3. Impact sur les investissements directs étrangers (IDE) :

La visibilité dans les indices internationaux agit souvent comme un signal positif pour les investisseurs étrangers. Le retrait des entreprises libanaises de ces indices pourrait décourager les IDE, essentiels pour le financement de projets d’envergure et le développement économique du pays.

Les ajustements dans les classements des indices et les modifications des relations avec les banques correspondantes pourraient avoir un impact négatif sur la réputation du secteur bancaire libanais à l’international. Cela pourrait décourager les investissements étrangers non seulement dans le secteur bancaire mais dans l’économie libanaise dans son ensemble.

4. Contraintes sur le financement du déficit et la restructuration de la dette :

Pour un pays comme le Liban, déjà en proie à des défis économiques majeurs, la capacité à emprunter sur les marchés internationaux est cruciale pour financer son déficit budgétaire et restructurer sa dette existante. La décision de S&P DJI pourrait compliquer ces efforts, limitant les options disponibles pour le gouvernement libanais.

  • 5. Pression accrue sur le secteur bancaire local :

Avec une capacité réduite à attirer des investissements étrangers, les entreprises et le gouvernement pourraient se tourner davantage vers les banques locales pour leurs besoins de financement. Étant donné la situation actuelle du secteur bancaire libanais, cela pourrait exercer une pression supplémentaire sur un système déjà fragile.

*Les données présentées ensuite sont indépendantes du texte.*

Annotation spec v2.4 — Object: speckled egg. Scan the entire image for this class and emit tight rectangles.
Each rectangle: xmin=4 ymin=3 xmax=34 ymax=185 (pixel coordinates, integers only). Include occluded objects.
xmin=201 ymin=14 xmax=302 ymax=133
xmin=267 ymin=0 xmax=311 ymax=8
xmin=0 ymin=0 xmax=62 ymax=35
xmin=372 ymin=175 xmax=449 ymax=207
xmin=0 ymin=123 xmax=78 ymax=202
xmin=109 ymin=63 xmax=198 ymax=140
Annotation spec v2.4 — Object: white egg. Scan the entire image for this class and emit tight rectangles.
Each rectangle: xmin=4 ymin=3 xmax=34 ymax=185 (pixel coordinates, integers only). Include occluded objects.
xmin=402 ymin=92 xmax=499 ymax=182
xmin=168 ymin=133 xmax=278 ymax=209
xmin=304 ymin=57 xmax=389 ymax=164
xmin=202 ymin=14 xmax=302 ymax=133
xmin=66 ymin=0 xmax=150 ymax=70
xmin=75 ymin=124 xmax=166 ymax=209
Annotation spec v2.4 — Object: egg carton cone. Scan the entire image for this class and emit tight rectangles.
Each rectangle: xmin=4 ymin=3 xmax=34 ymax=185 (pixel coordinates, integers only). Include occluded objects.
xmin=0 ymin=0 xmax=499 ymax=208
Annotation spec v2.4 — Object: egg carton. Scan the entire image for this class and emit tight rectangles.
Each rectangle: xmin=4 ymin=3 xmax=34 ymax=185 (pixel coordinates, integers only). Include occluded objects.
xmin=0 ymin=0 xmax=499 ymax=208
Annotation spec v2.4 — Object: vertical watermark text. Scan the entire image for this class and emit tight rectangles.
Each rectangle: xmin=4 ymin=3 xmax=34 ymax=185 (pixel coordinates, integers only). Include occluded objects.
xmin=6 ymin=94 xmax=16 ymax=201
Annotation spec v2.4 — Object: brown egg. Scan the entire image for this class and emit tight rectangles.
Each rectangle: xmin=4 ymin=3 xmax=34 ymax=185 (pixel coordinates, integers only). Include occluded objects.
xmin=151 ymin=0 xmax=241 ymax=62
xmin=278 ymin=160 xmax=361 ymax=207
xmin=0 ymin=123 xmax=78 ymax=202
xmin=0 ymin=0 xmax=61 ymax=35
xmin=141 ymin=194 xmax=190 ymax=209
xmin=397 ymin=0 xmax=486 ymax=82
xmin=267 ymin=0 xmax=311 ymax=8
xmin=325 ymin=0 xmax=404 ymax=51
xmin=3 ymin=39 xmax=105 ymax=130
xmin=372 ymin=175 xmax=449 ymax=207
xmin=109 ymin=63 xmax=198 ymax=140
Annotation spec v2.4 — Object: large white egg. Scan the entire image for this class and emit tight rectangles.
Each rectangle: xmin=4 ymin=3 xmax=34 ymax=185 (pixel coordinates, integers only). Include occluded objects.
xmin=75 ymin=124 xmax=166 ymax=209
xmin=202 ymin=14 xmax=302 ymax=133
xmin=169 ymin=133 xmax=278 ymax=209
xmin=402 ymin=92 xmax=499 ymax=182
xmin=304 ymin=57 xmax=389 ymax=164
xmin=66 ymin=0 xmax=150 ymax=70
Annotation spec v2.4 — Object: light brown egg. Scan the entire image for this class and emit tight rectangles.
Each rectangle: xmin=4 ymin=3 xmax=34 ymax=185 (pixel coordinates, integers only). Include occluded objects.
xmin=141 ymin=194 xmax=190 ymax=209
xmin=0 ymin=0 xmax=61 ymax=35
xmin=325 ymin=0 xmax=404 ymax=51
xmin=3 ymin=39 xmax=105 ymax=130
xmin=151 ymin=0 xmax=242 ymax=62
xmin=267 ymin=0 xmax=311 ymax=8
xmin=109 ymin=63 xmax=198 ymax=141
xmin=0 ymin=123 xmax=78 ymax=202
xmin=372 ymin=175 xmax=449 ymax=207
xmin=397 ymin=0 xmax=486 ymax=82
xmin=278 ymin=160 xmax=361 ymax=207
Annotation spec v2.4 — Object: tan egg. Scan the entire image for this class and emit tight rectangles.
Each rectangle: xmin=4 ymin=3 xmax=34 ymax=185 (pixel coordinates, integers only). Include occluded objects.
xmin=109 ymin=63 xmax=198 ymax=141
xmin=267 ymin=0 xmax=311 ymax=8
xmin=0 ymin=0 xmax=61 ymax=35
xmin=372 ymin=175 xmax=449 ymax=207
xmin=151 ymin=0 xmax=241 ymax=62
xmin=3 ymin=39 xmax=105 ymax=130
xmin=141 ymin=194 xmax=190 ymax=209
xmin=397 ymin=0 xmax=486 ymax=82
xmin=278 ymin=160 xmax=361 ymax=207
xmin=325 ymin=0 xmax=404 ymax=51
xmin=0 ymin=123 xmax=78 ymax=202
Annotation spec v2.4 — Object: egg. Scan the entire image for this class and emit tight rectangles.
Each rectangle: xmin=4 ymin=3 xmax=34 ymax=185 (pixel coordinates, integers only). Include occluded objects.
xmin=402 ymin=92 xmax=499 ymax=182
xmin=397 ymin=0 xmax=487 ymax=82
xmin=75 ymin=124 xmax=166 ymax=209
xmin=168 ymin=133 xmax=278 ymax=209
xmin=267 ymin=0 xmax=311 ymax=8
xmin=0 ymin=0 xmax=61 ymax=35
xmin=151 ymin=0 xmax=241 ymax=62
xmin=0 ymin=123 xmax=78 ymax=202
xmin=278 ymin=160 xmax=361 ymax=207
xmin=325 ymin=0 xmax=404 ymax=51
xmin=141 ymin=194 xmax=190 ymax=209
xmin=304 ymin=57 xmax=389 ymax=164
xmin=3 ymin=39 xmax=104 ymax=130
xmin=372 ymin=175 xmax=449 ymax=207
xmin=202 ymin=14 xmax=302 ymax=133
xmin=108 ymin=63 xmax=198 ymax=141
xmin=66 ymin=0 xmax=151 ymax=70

Une confiance réduite des banques correspondantes pourrait rendre aussi plus difficile pour les banques libanaises l’accès aux devises étrangères nécessaires pour le commerce international et le remboursement de la dette en devises. Cela pourrait aggraver la pénurie de devises étrangères que connaît déjà le Liban, contribuant à la dévaluation continue de la livre libanaise et à l’inflation.

Une crise avant tout bancaire et financière

Le Liban traverse actuellement la crise économique la plus sévère depuis la fin de sa dernière guerre civile en 1990, avec une contraction de son économie de 25% l’année dernière, selon le Fonds Monétaire International (FMI). Malgré l’absence de contrôles de capitaux formels, les banques ont imposé des limites strictes sur les montants en dollars que les clients peuvent retirer, en raison d’une pénurie de dollars dans le pays.

Depuis le début de l’année dernière, la livre libanaise a perdu plus de 90% de sa valeur par rapport au dollar américain, entraînant une inflation galopante qui a atteint 158% en mars.

L’exercice de consultation de S&P DJI se poursuivra jusqu’au 14 mai, et le retrait des actions pourrait avoir lieu lors d’un prochain rééquilibrage de ses indices avant la réouverture des marchés le 21 juin.

Le retrait potentiel des actions domiciliées au Liban affecterait quatre entreprises : Bank Audi, Blom Bank et Byblos Bank, les plus grandes banques du pays, ainsi que deux classes d’actions cotées par le promoteur immobilier Solidere, la plus grande entreprise cotée à la Bourse de Beyrouth.

Cette situation met en lumière l’ampleur de la crise financière au Liban, où les restrictions bancaires et la chute vertigineuse de la monnaie nationale exacerbent les difficultés économiques, poussant des institutions financières internationales à revoir leur positionnement vis-à-vis du pays.